У моста их окликнули. Вход на мост перекрывал вымокший в тумане щебеночный гурт. Оттуда, из-за гурта, выглянул им навстречу размытый овал лица под серой «вязанкой», и еще двое таких же, скорченно-серых, проявились сбоку. Прыщик, уже вскарабкавшийся на гурт, замер и, с рокотом буравя щебень подошвами, ополз книзу.

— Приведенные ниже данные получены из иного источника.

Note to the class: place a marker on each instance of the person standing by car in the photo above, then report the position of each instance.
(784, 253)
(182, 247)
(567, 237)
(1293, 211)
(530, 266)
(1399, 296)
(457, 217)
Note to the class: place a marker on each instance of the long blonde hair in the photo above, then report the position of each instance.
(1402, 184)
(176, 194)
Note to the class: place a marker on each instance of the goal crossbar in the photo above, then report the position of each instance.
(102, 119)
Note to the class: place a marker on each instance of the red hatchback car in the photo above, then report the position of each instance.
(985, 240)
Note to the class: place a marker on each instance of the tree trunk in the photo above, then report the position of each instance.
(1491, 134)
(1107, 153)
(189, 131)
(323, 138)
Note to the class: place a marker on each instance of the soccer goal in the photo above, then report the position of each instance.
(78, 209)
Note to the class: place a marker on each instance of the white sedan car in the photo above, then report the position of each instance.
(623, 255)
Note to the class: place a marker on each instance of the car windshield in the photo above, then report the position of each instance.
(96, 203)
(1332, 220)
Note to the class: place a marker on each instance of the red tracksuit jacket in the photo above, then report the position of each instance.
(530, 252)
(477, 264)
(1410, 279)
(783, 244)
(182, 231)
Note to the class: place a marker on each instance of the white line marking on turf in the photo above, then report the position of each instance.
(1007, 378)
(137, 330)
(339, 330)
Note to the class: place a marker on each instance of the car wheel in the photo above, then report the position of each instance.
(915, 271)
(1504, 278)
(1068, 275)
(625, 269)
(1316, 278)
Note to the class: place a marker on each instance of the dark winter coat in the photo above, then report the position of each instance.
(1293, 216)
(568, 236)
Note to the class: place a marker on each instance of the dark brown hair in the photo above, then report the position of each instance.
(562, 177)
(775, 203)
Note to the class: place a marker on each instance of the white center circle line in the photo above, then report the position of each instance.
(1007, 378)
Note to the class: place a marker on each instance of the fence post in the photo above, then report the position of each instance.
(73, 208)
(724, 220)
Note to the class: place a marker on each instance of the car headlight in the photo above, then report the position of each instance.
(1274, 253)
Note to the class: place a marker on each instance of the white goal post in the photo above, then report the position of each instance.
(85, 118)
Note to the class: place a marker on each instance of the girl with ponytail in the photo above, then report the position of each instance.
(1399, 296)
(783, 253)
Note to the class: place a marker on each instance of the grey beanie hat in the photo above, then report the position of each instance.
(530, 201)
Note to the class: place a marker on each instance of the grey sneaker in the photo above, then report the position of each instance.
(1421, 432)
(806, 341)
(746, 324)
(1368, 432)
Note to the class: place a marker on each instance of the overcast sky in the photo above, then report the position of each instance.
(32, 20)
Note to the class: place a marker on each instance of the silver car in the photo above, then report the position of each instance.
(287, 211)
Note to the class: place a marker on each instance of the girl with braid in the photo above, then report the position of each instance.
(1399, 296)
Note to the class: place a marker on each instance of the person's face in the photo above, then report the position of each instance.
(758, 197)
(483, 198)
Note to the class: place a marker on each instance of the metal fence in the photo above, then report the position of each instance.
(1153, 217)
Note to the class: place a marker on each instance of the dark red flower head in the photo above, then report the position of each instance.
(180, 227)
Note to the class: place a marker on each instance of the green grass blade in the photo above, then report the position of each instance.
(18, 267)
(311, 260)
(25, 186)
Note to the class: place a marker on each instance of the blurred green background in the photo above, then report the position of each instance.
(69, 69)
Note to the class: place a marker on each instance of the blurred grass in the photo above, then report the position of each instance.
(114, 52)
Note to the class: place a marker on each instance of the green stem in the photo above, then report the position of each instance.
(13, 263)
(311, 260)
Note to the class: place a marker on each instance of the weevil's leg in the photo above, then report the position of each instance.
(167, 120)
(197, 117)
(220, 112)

Сержант отпихнул его, приблизился к тем двоим, хряпая растоптышами по камню, и назвал пароль — сначала на «понти», потом на хаберском наречии, потом снова на понти, тщательно и громко выговаривая каждую букву. Те наконец поняли, кто перед ними, отодвинулись в туман, неловко, со стуком, соприкоснувшись оружием.

Остолопы. Деревня, — сказал им сержант. — Чего перхаешь? Язык учи. Албанский хотя бы...

Пролеты моста были лишены настила, висели над затуманенной рекой поперечные гулкие балки. Расстояния между ними зияли огромные, с метр. Рами осторожно наступил на первую. Скользко. Скользко, черт! Мы что, кузнечики, с былинки на былинку прыгать? Хорошо еще, что тесаный брус, а не бревенчатый, осклизлый от близости воды, кругляк. По нему вообще не попрыгаешь. Особенно от пулемета.

Они шагали с балки на балку, и удары каблуков о дерево барабанным боем раздвигали туман. Куски коры и ошметья грязи, отбитой от ботинок, с плеском падали вниз, в реку.

Ближе к середине моста начал появляться настил, кусками, перемежающимися с балочной пустотой. Это были уже не искусственные препятствия, а очаги минометных попаданий. Перешибленные балки нависали над рекой расщепленными торцами и хлипко поддавались под ногой. Их приходилось обходить по самому краю моста — по металлическим ребрам каркаса, звонко задевая амуницией наклонные клепаные фермы.

Рами шел осторожно, и сзади уже нависали над плечом. Оранжевые фермы возникали и пропадали. Туман громоздился меж них ватными охапками.

Они миновали предполагаемую середину. Сержант приказал изготовиться к стрельбе. Задержались на минуту, распутывая винтовочные ремни и разноголосо щелкая затворами. Рами аккуратно подобрал ремень, убрал приготовленную петлю на приклад, чтобы не мешала, и ухватил деревянное цевье покрепче за середину. Кто-то напротив, стоящий вполоборота, сопел, страгивая подклиненный затвор. Раньше надо было шевелиться, подумал Рами. Вот народ! Как до дела, у них то сани не едут, то оглобля скрипит. Дикобраз.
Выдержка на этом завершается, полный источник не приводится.